Crocodile Lake National Wildlife Refuge (CLNWR) is the first wildlife sanctuary you'll come to at the north end of the Florida Keys.

When you enter Key Largo on US Highway 1 you'll intersect with County Road 905 aka Card Sound Road.

You'll turn north on CR 905 and travel just under 2 miles to the CLNWR at Mile Marker 106.3.

There is no entrance fee since this Florida Keys Refuge is closed to the public. However the adjacent Butterfly Garden is open and is free of charge.

For additional information, the phone number to an offsite office is 305-451-4223.

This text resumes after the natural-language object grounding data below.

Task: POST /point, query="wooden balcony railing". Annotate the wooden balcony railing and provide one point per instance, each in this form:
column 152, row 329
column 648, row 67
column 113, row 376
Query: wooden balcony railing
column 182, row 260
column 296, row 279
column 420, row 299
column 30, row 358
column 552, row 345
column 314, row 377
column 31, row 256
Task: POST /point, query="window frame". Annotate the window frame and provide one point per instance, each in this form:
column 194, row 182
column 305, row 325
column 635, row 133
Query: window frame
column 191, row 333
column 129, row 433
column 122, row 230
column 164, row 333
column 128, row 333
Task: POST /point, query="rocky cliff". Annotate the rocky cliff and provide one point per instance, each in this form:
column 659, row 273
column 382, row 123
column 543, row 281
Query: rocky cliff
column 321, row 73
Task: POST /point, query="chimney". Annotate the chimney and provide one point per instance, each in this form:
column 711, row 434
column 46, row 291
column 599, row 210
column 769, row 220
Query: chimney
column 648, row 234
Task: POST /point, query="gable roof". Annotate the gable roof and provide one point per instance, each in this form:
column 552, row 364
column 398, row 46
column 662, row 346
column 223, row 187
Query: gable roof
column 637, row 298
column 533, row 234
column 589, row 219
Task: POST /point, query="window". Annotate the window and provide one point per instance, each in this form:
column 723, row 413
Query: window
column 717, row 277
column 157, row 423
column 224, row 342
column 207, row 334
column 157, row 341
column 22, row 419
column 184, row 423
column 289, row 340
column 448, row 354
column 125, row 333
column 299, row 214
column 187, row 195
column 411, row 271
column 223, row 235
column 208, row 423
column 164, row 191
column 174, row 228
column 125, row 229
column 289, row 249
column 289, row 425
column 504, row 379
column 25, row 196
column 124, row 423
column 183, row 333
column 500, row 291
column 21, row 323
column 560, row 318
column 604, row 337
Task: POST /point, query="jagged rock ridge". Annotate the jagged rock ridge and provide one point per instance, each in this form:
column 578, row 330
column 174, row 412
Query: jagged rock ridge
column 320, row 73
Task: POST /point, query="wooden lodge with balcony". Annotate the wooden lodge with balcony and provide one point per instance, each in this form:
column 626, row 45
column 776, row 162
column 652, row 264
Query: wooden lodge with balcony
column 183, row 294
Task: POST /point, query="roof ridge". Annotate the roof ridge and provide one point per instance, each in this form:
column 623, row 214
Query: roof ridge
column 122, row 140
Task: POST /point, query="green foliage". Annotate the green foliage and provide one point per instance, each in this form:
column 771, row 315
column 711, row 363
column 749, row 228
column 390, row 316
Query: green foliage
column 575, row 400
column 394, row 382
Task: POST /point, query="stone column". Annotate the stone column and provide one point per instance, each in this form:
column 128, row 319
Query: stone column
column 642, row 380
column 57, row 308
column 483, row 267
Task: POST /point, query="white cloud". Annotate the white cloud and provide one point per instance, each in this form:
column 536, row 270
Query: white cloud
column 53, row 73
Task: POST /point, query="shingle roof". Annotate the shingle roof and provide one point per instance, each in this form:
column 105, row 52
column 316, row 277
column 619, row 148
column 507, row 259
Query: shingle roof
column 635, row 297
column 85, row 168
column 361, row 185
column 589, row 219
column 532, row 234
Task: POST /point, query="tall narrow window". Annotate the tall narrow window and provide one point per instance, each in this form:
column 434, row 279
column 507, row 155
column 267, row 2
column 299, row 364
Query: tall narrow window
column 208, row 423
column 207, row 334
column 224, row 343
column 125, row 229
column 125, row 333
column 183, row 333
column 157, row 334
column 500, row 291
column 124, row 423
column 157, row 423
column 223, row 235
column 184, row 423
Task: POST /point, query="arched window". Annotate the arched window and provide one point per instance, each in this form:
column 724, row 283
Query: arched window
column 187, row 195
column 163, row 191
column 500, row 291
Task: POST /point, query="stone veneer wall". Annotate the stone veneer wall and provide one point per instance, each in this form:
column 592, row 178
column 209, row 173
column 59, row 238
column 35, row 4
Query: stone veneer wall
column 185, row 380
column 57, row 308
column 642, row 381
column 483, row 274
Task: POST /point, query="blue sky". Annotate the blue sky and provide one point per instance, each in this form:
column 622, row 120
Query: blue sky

Crocodile Lake National Wildlife Refuge Sign


Sign For The Crocodile Lake Wildlife Refuge





Wildlife Refuge Habitat

Crocodile Lake is made up of three different habitats. The upland hammock area covers about 1,805 acres, the mangrove forests along the shorelines cover about 4,213 acres, and there are about 668 acres of open water.

The tropical hardwood hammocks are vital for the protection and survival of numerous butterflies, tree snails, native and numerous migratory birds, reptiles, and mammals.

With the Florida Keys being heavily overdeveloped, the Florida wildlife have physically run out of "living room". Crocodile Lake provides a crucial haven for their survival.

Crocodile Lake National Wildlife Refuge Map

Crocodile Lake National Wildlife Refuge Map
US Department of the Interior





Crocodile Lake
National Wildlife Refuge Facts

The Crocodile Lake National Wildlife Refuge was formed in 1980. This sanctuary is also different from most other preserves because it's not in natural condition. This is due to the fact that this refuge was once destined to be a major housing complex.

This failed Florida Keys project has proved to be somewhat of a bonus, as the area was dredged for canals to provide boat access to the Atlantic Ocean.

The dredging produced large mounds or berms along the canal banks, and these berms have become extremely popular with the American crocodile as part of their nesting area.

Part of the Refuge management's responsibility is to maintain the berms and keep them free of ferns and other damaging plants such as the invasive species, kudzu. In doing so, the vegetation is replaced with peat, a material the crocodiles highly favor for nesting.

Crocodile at Crocodile Lake National Wildlife Refuge


American Crocodile At The Refuge
www.byways.org


Not only do crocodile favor the man made berms, they also nest along the shorelines in the mangrove forests. Their breeding season is from March - October each year.

Another aspect that makes the Crocodile Lake Refuge different from many other protected areas, is that it's completely cordoned off from the general public.

This is because a number of extremely endangered species inhabit the region who also happen to be susceptible to loud noises. Plus, this is a relatively small sanctuary. This means any ratio of humans to land will have a greater negative impact than it would have in a larger sanctuary.

Any human presence is especially damaging during crocodile breeding season. Any sort of a disturbance will cause a female crocodile to completely abandon the nest, leaving the crocodile eggs vulnerable to the elements and to attack from predators.

One area of the Refuge that is open to the public is the beautiful Butterfly Garden and this is adjacent to the entrance. This garden gives visitors an opportunity to stretch their legs and enjoy a more natural Florida. At the garden an educational and interpretative area explains the importance of the Refuge and details some of the endangered species that live here.




Threatened Species At Crocodile Lake

This Refuge is more than just a critical habitat and breeding ground for the American crocodile.

One of the other endangered animals that is of prime importance is the Key Largo woodrat. It faces rapidly decreasing numbers in the Everglades due to heavy python predation.

A breeding program for the Key Largo wood rat is now underway, with the intent of eventually being able to release them back into the wild.

Key Largo Woodrat Nest at Crocodile Lake National Wildlife Refuge


Key Largo Woodrat Nest
Photo Courtesy of USFWS/Southeast on Flickr


Other threatened species include the Eastern Indigo snake, Key Largo cotton mouse, Stock Island tree snail, and the Schaus swallowtail butterfly which is in season from April - July.

The Crocodile Lake National Wildlife Refuge, like the Great White Heron National Wildlife Refuge, and the Key West National Wildlife Refuge is administered by the National Key Deer Refuge office.

Plans are being considered and evaluated to help make this area somewhat accessible to the general public without incurring a negative impact on the protected endangered species within it's boundaries.